Note: PIC – polymorphism information content, SSR – simple sequence repeat.

The lowest PIC value was observed for the marker ssrQrZAG 25 – 0.68. It was determined that for the ssrQrZAG 7 marker, only one sample (Shevchenko oak) is heterozygous and contains two alleles (120 and 140 bp, respectively). Other samples of common oak are homozygous by this marker. Two to four heterozygotes are identified by other markers. Frequencies of the identified alleles range from 0.07 to 0.50. Craciunesc et al. (2011) investigated the genetic diversity of Finnish common oak populations by 15 SSR markers. Scientists have identified from 3 to 15 alleles depending on the marker.

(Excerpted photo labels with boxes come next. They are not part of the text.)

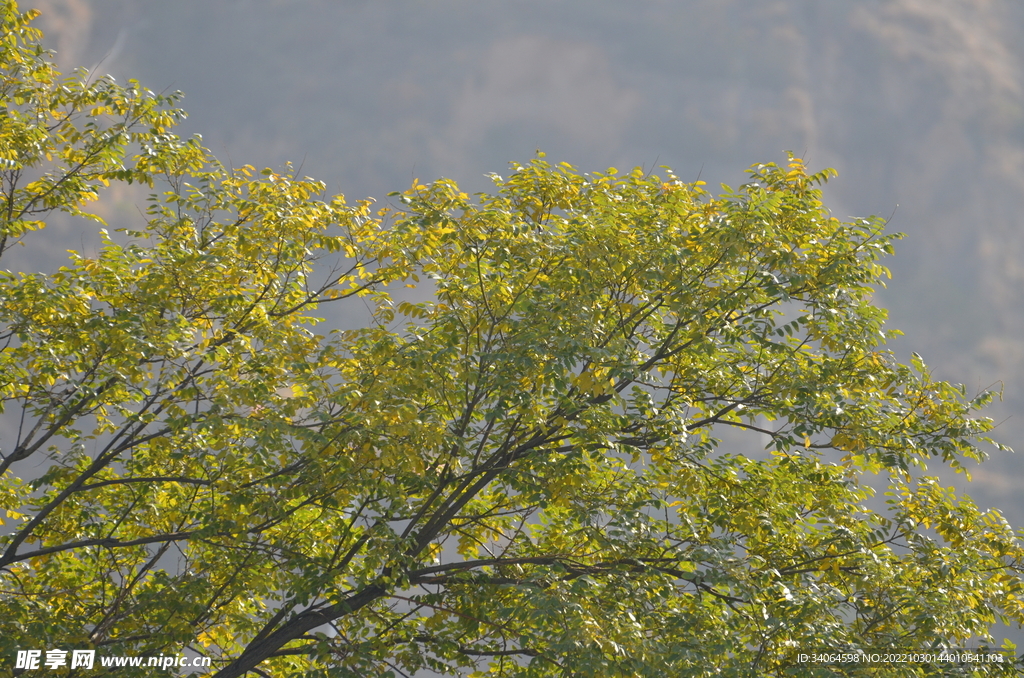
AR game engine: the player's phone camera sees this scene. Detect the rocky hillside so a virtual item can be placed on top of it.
[28,0,1024,524]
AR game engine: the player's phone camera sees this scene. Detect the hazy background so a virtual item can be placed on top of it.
[24,0,1024,647]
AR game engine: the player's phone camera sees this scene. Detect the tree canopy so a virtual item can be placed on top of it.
[0,0,1024,678]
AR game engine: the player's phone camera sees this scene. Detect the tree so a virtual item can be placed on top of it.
[0,1,1024,678]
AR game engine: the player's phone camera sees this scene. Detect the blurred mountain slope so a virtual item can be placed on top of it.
[28,0,1024,524]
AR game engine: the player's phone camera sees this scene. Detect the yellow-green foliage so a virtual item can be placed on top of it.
[0,1,1024,678]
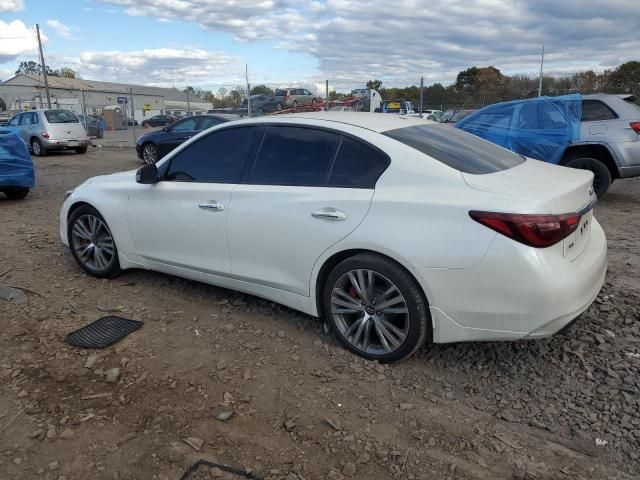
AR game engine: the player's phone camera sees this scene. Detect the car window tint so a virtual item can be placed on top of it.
[200,117,222,130]
[245,126,340,186]
[383,124,525,174]
[171,118,198,132]
[164,127,254,183]
[329,137,389,188]
[44,110,79,123]
[20,113,31,126]
[582,100,618,122]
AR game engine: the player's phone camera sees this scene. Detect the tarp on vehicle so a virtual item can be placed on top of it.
[454,94,582,163]
[0,127,36,188]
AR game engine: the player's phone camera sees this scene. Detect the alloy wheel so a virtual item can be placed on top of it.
[331,269,410,355]
[71,214,115,271]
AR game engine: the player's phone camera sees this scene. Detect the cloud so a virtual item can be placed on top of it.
[0,0,24,11]
[69,48,243,86]
[0,20,41,63]
[47,20,78,39]
[101,0,640,79]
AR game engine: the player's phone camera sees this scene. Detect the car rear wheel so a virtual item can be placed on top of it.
[67,205,120,278]
[31,138,47,157]
[142,143,158,164]
[323,254,431,363]
[565,157,612,198]
[4,187,29,200]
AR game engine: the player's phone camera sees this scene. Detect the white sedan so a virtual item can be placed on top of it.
[60,112,607,362]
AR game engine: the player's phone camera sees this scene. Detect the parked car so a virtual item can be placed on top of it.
[274,88,322,110]
[376,100,415,114]
[60,112,607,362]
[76,114,104,138]
[142,115,175,128]
[7,109,91,156]
[136,114,240,163]
[237,94,278,116]
[457,93,640,197]
[0,128,35,200]
[442,109,476,123]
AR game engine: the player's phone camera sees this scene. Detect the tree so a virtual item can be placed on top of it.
[367,80,382,91]
[251,85,273,96]
[59,67,80,78]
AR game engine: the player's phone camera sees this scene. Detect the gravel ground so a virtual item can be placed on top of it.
[0,147,640,480]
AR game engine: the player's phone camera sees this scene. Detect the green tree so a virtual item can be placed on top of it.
[251,85,273,96]
[367,80,382,91]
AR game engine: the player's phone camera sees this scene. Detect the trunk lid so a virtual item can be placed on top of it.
[462,159,596,261]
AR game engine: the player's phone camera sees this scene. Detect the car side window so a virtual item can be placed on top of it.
[20,113,31,126]
[171,117,198,132]
[243,126,340,186]
[198,117,222,130]
[582,100,618,122]
[161,127,255,183]
[329,137,390,188]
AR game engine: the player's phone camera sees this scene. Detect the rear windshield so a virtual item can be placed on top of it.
[44,110,78,123]
[383,125,525,174]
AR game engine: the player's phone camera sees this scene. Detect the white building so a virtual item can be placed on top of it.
[0,74,212,122]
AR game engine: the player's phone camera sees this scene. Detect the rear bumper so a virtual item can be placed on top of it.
[425,219,607,343]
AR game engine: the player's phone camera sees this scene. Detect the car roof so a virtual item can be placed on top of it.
[235,111,436,133]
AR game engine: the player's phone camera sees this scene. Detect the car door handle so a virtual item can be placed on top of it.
[198,200,224,212]
[311,208,347,222]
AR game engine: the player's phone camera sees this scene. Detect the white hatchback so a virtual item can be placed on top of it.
[60,112,607,362]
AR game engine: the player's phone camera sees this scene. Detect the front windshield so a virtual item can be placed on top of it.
[44,110,78,123]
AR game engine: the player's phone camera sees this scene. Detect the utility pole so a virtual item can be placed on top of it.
[538,45,544,97]
[36,23,51,108]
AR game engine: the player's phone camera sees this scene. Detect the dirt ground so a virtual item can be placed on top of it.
[0,147,640,480]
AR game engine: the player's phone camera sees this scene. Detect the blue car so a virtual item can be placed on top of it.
[454,95,582,164]
[0,128,35,200]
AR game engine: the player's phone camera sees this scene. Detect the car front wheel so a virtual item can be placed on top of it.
[142,143,158,164]
[31,138,47,157]
[67,205,120,278]
[323,254,431,363]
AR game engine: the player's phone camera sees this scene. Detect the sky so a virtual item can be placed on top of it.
[0,0,640,88]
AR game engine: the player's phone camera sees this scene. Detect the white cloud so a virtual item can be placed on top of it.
[101,0,640,78]
[47,20,77,39]
[0,0,24,12]
[0,20,42,63]
[67,48,243,86]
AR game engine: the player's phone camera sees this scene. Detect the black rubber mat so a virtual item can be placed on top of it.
[180,459,262,480]
[67,316,142,348]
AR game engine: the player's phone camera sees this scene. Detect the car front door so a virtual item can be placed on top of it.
[228,125,388,296]
[127,127,255,281]
[158,117,198,158]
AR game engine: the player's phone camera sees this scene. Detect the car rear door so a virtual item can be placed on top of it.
[127,127,254,281]
[228,125,388,296]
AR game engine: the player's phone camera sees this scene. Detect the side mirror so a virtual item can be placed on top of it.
[136,163,159,185]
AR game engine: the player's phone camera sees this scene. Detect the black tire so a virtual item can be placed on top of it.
[4,187,29,200]
[322,253,432,363]
[141,142,158,164]
[31,137,47,157]
[564,157,612,198]
[67,205,121,278]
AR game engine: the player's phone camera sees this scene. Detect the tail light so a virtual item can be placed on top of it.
[469,210,580,248]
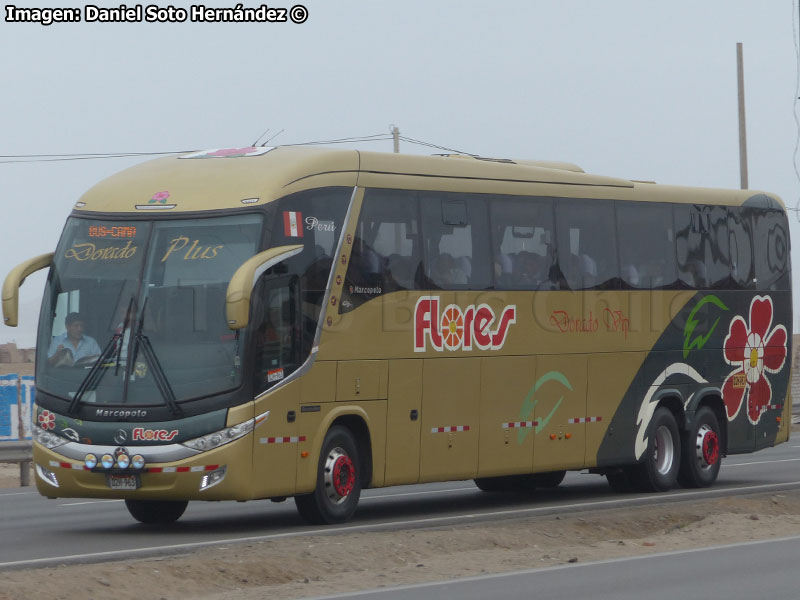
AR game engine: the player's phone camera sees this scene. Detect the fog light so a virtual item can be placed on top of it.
[36,465,58,487]
[200,467,227,491]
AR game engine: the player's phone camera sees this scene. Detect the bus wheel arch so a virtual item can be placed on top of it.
[295,414,372,525]
[331,414,372,488]
[678,398,727,488]
[633,399,683,492]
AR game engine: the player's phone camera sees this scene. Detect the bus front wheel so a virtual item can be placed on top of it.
[678,406,722,488]
[125,500,189,525]
[294,425,361,525]
[637,407,681,492]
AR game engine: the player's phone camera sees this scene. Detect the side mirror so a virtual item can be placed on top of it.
[3,252,54,327]
[227,244,303,329]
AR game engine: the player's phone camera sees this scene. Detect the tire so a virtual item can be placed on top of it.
[678,406,722,488]
[125,500,189,525]
[636,407,681,492]
[294,425,362,525]
[531,471,567,488]
[473,475,536,492]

Thus, 15 alleles were identified by the marker ssrQrZAG 11, which characterises it as the most polymorphic. In our studies, four alleles were revealed by this marker, the frequencies of which were not distributed evenly enough, as indicated by the low PIC value. As to the marker ssrQrZAG 25, which demonstrated the lowest PIC value in our studies, 13 alleles were identified in 38 tested PIC genotypes in studies by Steinkellner et al. (1997). Kampfer et al. (1998) studied the polymorphism of Q. robur and Quercus petraea species and different populations using 28 SSR markers. The largest number of alleles was identified by scientists with the marker ssrQrZAG 25. Also, 10 alleles were also identified with the markers ssrQrZAG 7 and ssrQrZAG 30. In our studies, these markers also showed a fairly high value of PIC (0.77 and 0.80, respectively). Therefore, a rather uniform distribution of allele frequencies and the obtained PIC values for the studied SSR markers indicate the possibility of their use for the assessment of genetic diversity of centuries-old common oak trees.

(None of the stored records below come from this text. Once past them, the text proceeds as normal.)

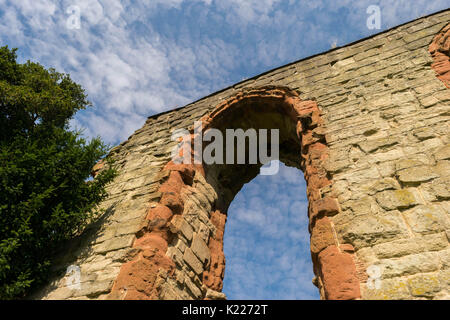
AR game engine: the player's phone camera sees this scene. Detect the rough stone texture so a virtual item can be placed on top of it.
[31,10,450,299]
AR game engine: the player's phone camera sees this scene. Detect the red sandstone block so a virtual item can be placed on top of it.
[311,217,336,254]
[319,246,361,300]
[309,197,339,228]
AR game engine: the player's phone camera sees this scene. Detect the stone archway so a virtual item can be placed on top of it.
[107,87,360,299]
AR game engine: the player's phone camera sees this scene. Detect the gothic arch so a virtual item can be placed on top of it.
[112,87,360,299]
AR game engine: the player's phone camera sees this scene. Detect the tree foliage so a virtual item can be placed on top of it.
[0,46,116,299]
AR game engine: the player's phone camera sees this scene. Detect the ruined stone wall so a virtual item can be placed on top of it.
[32,10,450,299]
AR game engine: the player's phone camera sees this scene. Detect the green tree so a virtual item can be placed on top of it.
[0,46,116,299]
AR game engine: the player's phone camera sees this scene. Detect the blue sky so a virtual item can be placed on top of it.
[0,0,449,299]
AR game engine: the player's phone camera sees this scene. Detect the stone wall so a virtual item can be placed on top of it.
[32,10,450,299]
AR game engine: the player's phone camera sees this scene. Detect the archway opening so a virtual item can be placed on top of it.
[202,88,329,299]
[223,164,320,300]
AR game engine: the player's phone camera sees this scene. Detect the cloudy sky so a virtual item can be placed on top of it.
[0,0,448,299]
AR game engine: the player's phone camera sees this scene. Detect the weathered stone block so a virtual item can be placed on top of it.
[168,215,194,241]
[397,166,439,184]
[403,204,450,234]
[408,273,441,297]
[183,248,204,275]
[191,234,211,263]
[375,188,421,210]
[336,211,408,248]
[375,252,439,279]
[359,137,398,153]
[362,278,411,300]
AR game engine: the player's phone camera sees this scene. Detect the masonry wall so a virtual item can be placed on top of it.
[32,10,450,299]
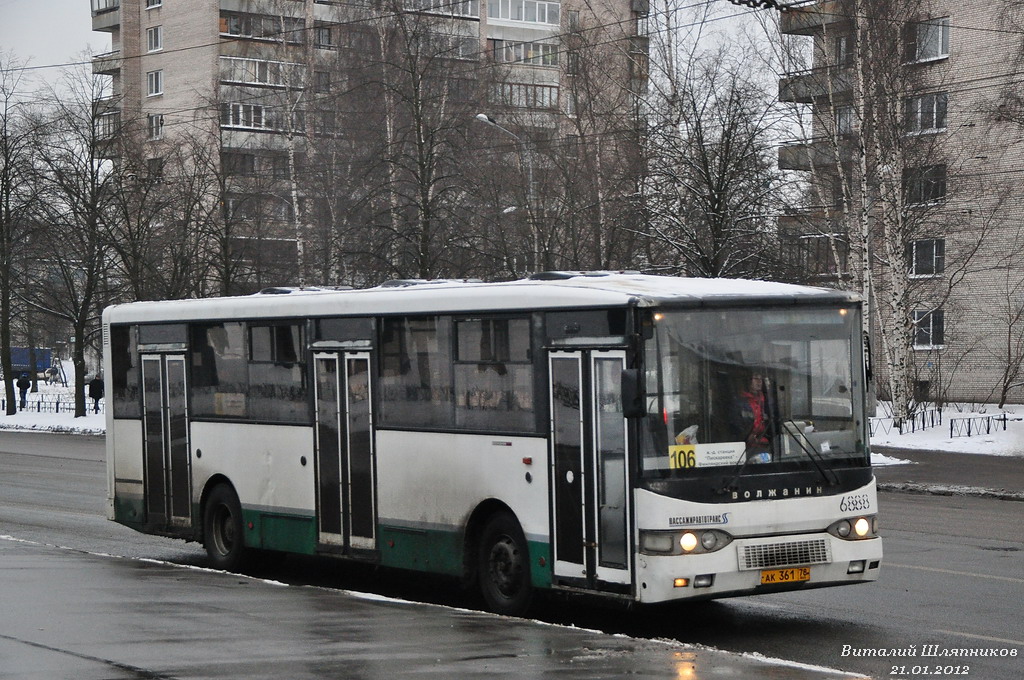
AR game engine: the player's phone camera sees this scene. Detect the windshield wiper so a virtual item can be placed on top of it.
[779,420,839,484]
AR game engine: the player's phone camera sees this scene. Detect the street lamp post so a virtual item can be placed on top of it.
[475,114,541,271]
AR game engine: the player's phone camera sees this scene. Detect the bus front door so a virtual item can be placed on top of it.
[314,352,377,550]
[549,349,632,591]
[142,354,191,528]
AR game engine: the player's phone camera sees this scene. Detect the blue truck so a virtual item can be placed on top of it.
[10,347,53,376]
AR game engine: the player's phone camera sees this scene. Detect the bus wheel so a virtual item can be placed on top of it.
[477,512,534,617]
[203,484,246,571]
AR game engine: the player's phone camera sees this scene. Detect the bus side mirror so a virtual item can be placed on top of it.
[622,369,647,418]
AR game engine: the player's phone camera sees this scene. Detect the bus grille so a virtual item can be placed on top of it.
[739,539,831,569]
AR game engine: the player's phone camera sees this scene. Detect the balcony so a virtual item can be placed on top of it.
[778,136,855,171]
[92,49,121,76]
[92,0,121,33]
[779,0,850,36]
[778,67,853,103]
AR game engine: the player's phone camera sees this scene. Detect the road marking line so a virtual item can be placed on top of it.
[885,562,1024,583]
[935,630,1024,647]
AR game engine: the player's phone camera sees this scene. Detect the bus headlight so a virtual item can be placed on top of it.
[827,515,879,541]
[853,517,871,539]
[640,528,732,555]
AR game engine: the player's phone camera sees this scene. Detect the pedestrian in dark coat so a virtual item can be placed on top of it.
[14,373,32,411]
[89,376,103,413]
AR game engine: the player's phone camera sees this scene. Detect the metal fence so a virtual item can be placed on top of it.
[867,409,942,436]
[949,413,1007,438]
[0,394,106,414]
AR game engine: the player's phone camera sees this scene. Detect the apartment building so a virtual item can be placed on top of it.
[91,0,647,284]
[779,0,1024,402]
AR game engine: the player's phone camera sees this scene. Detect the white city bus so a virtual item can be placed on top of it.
[103,272,882,612]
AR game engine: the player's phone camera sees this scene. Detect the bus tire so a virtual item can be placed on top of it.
[203,484,247,571]
[476,512,534,617]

For small-leaved linden samples, the most polymorphic was the marker Tc920 with the PIC value of 0.72. The frequencies of alleles by this marker vary from 0.08 to 0.25. The lowest PIC value was found for the marker Tc927, as evidenced by the uneven distribution of allele frequencies (from 0.17 to 0.28). All studied samples of small-leaved linden were homozygous by Tc937 and Tc963 markers. It was noted that low PIC values (0.50 and 0.44, respectively) were also obtained for these markers. Thus, markers Tc5, Tc915 and Tc920 with PIC values from 0.51 to 0.72 proved to be the most effective for determining the polymorphism of centuries-old linden trees. Studies conducted by Phuekvilai and Wolff (2013) showed that 15 SSR markers were effective for determining the polymorphism of Tilia platyphyllos. The authors also demonstrated that the markers they developed can also be used to assess the genetic diversity of other species of the Tilia genus. The results presented by the authors indicate that the most polymorphic markers in the study of two populations of T. platyphyllos were Tc5, Tc915, Tc927, Tc937 and Tc963.

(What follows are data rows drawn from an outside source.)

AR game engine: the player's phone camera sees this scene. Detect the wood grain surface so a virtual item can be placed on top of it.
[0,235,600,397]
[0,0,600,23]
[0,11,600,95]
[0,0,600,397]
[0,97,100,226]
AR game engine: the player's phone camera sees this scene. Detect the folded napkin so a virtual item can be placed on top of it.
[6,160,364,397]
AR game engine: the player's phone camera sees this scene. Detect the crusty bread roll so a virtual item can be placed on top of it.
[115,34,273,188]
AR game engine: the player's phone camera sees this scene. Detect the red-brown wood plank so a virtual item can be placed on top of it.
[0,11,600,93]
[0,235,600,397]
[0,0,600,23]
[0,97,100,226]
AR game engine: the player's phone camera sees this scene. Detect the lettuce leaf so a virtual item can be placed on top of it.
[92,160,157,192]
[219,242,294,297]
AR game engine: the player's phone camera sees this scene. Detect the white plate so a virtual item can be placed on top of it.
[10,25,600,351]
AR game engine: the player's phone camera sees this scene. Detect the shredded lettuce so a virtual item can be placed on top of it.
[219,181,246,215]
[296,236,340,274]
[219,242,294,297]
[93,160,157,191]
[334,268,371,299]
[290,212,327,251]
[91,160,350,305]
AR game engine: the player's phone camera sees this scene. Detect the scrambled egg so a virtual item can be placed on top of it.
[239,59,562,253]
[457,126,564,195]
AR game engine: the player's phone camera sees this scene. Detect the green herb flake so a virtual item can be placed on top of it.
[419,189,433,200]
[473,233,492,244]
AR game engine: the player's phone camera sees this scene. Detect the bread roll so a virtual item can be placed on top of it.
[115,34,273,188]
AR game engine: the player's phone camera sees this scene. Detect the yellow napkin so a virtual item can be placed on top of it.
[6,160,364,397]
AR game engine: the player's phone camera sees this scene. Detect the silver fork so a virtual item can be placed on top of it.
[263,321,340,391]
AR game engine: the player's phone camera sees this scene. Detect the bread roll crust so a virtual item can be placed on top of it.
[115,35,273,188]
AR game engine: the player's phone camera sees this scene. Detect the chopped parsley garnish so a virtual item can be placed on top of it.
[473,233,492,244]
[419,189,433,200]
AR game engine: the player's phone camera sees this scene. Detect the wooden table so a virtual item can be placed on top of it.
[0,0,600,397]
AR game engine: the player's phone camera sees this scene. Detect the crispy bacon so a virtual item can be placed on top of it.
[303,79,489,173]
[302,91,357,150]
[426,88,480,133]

In our studies of T. cordata samples, the most polymorphic among these markers were the Tc5 and Tc915 markers. Tc920 marker, by which nine alleles were identified in T. platyphyllos (Phuekvilai and Wolff 2013), was the most polymorphic in our studies. Studies by Logan et al. (2015) showed a high level of polymorphism by 13 markers of two linden species T. platyphyllos and T. cordata. The locus Tc915 was the most polymorphic in T. platyphyllos, and the locus Tc963 was the most polymorphic in T. cordata. Moreover, 18 and 26 alleles, respectively, were identified by these markers (Logan et al. 2015). Studies for the assessment of genetic diversity of T. cordata species were conducted by Cvrčková et al. (2018). In contrast to our results, the most polymorphic in their studies was the Tc963 locus, by which 15 alleles were identified. Furthermore, 7–11 alleles were revealed by markers Tc5, Tc915 and Tc920, which also indicates a high level of polymorphism. Therefore, according to the obtained data, markers Tc5, Tc915 and Tc920 can be recommended for the study of T. cordata samples.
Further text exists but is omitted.